His colleagues from Swiss public broadcaster, SRF, moved their bureau from Beijing to Shanghai. Samuel Emch, SRF radio’s East Asia correspondent, appreciates the relative openness of the harbor city. “Shanghai has a better quality of life than Beijing and is also a bit ‘freer’ than the capital,” he says.
In spite of all the restrictions and limitations on foreign media in today’s China, Emch appreciates the vicinity to Chinese society. “I can’t really imagine reporting on China from outside China. I would lack the feeling for everyday stories. Reportage from the provinces, for example, would become almost impossible.”
This winter Emch reported on a series of protests against the zero-Covid policy, the first sign of open opposition in years. “Many people saw the wave of protests to lift the government’s strict zero-Covid policy as a small liberation. I met people on the street who suddenly put aside their fear and wanted to talk to you.”
After the protests, China surprisingly ended its zero-Covid policy in November. Flights to and from the country have since resumed and quarantine is no longer mandatory.

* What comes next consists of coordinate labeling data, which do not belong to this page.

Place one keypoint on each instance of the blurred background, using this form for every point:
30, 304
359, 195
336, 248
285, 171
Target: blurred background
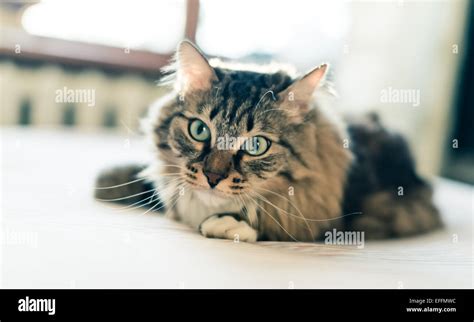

Whether this will mean more access to China for foreign correspondents is still up in the air.
Some clarity may occur as the National People’s Congress in Beijing starts on March 5. “I’ve just submitted my accreditation to the National People’s Congress and we’re now waiting for a response,” Kamp says. Last autumn, when the 20th national congress of the Chinese Communist Party took place, his application to cover Xi Jinping’s opening speech remained unanswered by the authorities.
When I asked the Chinese Ministry of Foreign Affairs how many foreign reporters are still accredited in China, I was asked to fax my questions. I’m still waiting for an answer.